Climbing has many different aspects, from ice climbing to deep water soloing, everyone has a favorite. Personally, I have a weakness for crack climbing: hand, finger and fist jamming, I love them all. When climbing a demanding route, I always feel relieved when I can stick my fist in a crack, using the cam action created and take a rest. Thing is, jamming hurts bad and wears out your hands more than every other type of climbing. I always feel a bit ashamed at work, during a meeting when I have my hands all covered with bad scratches and crusts.

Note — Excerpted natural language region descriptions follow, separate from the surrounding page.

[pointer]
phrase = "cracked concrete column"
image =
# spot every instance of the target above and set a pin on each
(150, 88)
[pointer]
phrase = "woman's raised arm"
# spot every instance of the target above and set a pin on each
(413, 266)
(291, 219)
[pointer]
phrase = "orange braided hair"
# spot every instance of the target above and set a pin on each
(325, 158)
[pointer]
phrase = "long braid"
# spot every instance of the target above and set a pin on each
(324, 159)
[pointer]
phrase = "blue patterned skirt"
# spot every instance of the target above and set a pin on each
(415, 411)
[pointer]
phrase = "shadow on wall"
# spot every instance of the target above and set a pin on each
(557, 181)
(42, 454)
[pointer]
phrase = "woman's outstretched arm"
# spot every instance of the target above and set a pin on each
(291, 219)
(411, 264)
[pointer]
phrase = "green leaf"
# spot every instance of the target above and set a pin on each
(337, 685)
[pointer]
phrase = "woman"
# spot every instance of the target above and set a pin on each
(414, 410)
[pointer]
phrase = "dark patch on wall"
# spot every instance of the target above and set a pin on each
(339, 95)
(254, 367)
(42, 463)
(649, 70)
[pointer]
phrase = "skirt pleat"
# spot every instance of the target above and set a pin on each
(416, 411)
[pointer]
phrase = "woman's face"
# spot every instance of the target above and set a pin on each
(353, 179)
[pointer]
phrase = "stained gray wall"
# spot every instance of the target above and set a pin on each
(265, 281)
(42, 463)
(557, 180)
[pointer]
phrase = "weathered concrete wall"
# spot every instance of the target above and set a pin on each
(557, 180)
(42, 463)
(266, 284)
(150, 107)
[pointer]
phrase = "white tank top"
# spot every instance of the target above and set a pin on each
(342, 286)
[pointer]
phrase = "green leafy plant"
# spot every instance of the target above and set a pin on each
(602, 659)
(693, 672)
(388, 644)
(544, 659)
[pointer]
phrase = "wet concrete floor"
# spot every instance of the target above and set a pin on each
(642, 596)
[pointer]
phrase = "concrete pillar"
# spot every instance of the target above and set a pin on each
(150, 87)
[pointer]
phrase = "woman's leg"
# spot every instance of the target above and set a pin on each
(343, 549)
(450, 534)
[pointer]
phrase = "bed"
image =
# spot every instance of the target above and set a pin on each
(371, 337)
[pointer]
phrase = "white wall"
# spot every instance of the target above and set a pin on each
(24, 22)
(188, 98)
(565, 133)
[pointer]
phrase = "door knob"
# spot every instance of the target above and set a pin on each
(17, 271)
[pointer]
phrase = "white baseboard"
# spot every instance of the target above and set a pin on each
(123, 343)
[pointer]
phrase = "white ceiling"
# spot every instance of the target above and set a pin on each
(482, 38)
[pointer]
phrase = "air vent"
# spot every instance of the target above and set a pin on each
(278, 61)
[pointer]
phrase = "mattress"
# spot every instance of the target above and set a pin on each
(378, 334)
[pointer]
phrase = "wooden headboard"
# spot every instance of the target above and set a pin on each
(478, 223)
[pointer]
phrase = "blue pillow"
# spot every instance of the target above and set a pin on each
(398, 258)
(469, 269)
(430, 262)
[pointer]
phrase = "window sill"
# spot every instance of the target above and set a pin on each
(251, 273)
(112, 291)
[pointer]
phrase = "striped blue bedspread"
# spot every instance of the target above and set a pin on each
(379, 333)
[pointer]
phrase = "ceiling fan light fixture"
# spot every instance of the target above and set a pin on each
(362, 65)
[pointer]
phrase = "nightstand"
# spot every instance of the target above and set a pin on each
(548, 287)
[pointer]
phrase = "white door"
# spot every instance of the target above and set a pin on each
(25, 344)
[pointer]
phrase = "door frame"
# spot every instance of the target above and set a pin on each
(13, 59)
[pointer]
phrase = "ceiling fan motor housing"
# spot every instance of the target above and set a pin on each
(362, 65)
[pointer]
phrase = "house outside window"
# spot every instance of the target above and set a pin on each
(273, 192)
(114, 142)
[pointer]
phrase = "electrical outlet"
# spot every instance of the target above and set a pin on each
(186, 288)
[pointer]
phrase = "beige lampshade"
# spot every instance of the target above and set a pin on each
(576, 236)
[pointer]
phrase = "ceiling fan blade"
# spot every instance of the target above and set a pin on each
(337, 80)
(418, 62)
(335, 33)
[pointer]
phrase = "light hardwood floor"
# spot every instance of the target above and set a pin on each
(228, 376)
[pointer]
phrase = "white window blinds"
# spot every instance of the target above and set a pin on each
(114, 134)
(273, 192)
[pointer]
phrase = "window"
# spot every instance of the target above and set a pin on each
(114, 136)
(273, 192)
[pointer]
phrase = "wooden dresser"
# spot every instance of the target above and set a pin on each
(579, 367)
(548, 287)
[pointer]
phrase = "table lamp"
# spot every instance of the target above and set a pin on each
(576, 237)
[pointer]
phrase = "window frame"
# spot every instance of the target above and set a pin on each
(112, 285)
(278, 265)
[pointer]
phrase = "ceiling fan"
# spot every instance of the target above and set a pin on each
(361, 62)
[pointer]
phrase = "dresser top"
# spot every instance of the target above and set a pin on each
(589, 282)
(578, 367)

Of course, when you attempt a difficult crack climb, you tape your hands and no scratch occurs, just the pain. Better! Taping is always the way I would go for serious climbs, you design your tape glove yourself, knowing where you need more protection again the friction of the rock and I’m not talking of the ethic of climbing: tape? no tape? rubber? Everyone has an opinion about that.
Living in Sweden, the rock climbing season is pretty limited, especially this year. So, between outdoor sessions and proper tape gloves, I train indoors. I am lucky enough to have a couple of crack lines in my local climbing gym for training. So far I used tape on this one. But taping hands at the gym gives me a feeling of beeing a bit too much. Plus, taping takes time and tape rolls are not cheap here in Sweden. All of that just for a quickie in the gym.
Then I decided to convert some old cycling gloves that I covered with tape to make the job. It worked pretty well, especially on the crux move involving a painful fist jam. But cycling gloves also cover palms, which is not great for climbing.
So I decided to go for rubber crack gloves. They’ve been around for quite some time and I wanted to give them a try.
I chose the Ocun crack gloves (many other crack gloves are currently on the market) which cost me about 30 euros.
The construction of the glove is pretty solid: a mesh patch on the inside of the glove gives an obvious comfort over tape gloves and the thin rubber part is super sticky, comparable to Stealth rubber.
So far I used them only outdoors, on real rock, so my impressions here are based on a field test.
Gloves fit pretty well, but I guess you have to pick up the right size from the 4 offered by the company (S to XL). Large works well for me, you can refer to their sizing chart online.
In practice, my first impression is that they work very well on clean cracks. As said before, they’re super comfy with their layer of soft material in the middle and somehow make hand jams easier. Their grip is impressive. They’re easy and fast to put on and from an ecological point of view, you consequently reduce your wastes using them.
The first couple of climbs I did with those gloves prove me they efficiently work. The system for the fingers is nice and lets you use your hands just like they were bare. Same for the design, I looked at other brands like the OR Splitter glove that looks a bit loose on the edges.
These glove don’t perform the same when it comes to fist jams, there is a weak spot that will let scratches still occur on thumbs. I recommend then to cover this spot with what? tape of course!
All in all, this is a product I would buy again and recommend to anyone who needs fast and efficient hand protection in crack climbing. Though I would not use them in Yosemite or on alpine cracks in Chamonix, just because they wouldn’t fit in the landscape. I don’t think these gloves mean the end of hand taping, nothing is more efficient than a good old tape glove. But it’s a nice product and I’m sure I’ll be happy to have them at the gym.